We analyze ∼7000 tectonic tremors recorded between 2012 and 2022 across five clusters along Taiwan's mountain belt at depths of 30–50 km, providing new insights into slow fault slip within an active continental collision zone. All clusters occur above the Moho, exhibit thrust-dominant focal mechanisms, and are distinct from crustal seismicity. Tidal sensitivity varies spatially, with Clusters 2–5, located in zones of active collision and subduction termination, showing strong modulation (α = 0.53–0.75), while Cluster 1, situated in a post-collisional extensional environment near the Okinawa Trough, exhibits weaker sensitivity (α ≈ 0.3). These variations correlate with differences in tidal stress amplitude and tectonic regime.
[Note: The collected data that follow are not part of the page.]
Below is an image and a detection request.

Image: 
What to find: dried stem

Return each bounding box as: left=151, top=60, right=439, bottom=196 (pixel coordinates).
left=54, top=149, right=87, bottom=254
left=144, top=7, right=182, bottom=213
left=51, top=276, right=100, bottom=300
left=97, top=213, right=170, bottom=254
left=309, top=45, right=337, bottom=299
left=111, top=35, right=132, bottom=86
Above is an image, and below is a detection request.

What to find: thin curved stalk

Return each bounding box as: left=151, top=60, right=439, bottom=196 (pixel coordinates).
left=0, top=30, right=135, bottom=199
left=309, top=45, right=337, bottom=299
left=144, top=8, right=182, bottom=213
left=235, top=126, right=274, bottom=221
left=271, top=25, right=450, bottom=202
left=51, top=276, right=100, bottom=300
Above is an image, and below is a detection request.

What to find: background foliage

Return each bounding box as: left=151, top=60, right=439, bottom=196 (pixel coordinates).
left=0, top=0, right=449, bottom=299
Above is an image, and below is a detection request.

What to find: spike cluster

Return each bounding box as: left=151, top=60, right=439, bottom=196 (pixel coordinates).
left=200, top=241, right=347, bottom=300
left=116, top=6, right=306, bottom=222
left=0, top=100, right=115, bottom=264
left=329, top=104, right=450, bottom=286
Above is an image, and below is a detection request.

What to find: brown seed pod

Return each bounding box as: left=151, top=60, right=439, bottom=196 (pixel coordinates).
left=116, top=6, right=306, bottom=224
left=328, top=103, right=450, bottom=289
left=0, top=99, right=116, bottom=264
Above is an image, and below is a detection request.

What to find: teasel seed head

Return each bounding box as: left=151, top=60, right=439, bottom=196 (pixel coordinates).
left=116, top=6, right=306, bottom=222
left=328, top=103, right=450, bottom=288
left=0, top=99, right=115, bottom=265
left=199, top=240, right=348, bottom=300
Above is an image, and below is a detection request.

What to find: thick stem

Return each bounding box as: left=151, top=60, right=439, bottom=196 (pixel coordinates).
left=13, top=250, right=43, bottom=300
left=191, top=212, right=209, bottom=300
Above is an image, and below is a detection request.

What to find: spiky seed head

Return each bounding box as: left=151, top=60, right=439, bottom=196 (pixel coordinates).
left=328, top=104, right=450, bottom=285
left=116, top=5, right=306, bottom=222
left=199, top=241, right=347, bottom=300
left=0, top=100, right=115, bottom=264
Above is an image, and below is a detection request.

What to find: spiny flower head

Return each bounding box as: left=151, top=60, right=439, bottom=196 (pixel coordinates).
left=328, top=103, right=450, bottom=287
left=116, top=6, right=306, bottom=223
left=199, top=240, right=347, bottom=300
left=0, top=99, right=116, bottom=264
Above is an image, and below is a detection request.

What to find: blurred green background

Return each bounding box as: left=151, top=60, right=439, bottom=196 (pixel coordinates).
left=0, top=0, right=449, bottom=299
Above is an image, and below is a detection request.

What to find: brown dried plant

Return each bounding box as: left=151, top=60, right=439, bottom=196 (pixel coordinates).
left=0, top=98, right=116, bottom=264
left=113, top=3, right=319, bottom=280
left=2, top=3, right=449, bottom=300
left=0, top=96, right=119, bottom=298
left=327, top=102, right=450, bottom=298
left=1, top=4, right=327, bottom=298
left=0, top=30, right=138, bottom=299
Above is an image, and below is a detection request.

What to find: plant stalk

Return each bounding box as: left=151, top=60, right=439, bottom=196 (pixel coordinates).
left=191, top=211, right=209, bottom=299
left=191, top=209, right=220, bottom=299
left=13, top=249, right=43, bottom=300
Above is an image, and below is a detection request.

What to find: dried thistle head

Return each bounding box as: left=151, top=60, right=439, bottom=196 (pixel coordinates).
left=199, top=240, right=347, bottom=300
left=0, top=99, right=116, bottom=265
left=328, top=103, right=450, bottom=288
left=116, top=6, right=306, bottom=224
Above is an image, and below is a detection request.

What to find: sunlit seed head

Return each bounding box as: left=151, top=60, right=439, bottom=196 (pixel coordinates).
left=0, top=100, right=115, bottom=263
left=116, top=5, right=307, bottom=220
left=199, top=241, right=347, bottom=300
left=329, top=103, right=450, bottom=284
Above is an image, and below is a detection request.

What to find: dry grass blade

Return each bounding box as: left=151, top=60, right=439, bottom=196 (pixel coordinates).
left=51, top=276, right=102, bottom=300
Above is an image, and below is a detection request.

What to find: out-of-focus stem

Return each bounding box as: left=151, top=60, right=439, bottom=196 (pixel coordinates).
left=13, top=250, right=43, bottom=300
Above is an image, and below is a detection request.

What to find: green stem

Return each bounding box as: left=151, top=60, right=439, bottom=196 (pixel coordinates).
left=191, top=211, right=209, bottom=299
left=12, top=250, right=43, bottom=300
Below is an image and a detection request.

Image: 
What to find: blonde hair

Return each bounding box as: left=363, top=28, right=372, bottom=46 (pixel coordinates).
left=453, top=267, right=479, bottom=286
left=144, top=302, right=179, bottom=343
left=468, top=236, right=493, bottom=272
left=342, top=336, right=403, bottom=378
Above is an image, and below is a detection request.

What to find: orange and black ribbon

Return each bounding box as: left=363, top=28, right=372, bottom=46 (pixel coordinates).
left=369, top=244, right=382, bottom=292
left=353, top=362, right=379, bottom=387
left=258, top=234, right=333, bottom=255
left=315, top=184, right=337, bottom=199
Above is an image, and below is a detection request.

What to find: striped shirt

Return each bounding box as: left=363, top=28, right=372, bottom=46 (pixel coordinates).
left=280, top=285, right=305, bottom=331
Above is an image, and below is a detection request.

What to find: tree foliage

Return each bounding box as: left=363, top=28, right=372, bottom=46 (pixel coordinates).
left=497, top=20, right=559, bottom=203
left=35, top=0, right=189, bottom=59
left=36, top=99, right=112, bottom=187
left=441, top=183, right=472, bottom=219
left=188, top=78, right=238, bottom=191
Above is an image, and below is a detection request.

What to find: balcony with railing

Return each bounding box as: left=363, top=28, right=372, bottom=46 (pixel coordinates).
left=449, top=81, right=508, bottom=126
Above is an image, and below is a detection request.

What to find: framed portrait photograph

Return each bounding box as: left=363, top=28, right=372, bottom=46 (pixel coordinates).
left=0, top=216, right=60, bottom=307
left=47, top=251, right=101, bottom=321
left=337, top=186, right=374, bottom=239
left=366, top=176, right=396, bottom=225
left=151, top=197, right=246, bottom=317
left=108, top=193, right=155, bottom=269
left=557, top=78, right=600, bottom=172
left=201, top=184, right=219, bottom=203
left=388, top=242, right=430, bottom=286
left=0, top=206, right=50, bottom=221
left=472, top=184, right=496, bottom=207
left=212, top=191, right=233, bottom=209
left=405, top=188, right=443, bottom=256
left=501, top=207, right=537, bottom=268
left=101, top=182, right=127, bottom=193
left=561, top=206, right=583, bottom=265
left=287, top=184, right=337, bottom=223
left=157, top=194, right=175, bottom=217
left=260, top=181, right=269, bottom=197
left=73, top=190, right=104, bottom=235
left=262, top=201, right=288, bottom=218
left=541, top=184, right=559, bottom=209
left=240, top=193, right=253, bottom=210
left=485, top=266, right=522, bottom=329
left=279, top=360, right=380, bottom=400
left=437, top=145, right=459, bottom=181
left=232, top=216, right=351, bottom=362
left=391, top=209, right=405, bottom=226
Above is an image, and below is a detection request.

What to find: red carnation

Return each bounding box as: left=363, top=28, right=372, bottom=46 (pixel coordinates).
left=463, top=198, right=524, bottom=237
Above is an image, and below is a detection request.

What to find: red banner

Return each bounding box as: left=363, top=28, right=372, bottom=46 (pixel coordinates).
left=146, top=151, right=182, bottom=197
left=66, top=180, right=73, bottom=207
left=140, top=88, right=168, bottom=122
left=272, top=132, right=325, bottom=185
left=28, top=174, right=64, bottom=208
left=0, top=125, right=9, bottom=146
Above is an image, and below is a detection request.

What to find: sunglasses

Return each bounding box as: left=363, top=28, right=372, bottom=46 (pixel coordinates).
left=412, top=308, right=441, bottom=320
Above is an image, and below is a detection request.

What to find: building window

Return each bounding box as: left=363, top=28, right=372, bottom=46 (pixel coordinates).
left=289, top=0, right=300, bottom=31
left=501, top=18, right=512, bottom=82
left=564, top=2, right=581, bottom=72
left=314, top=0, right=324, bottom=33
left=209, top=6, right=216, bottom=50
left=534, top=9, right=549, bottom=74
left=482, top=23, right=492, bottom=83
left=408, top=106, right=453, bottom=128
Moment tensor inversions reveal consistent thrusting styles, but principal stress orientations vary with depth, with σ₁ rotating from vertical in the upper crust to horizontal at tremor depths. This supports a two-layer deformation model shaped by orogenic collapse and lower crustal convergence-parallel shear. Our findings demonstrate that tremor generation in Taiwan reflects evolving stress regimes, fluid-assisted weakening, and structural heterogeneity associated with the interplay of collision, subduction, and back-arc extension. Tremors thus serve as sensitive indicators of deep-seated tectonic processes in dynamically evolving mountain belts.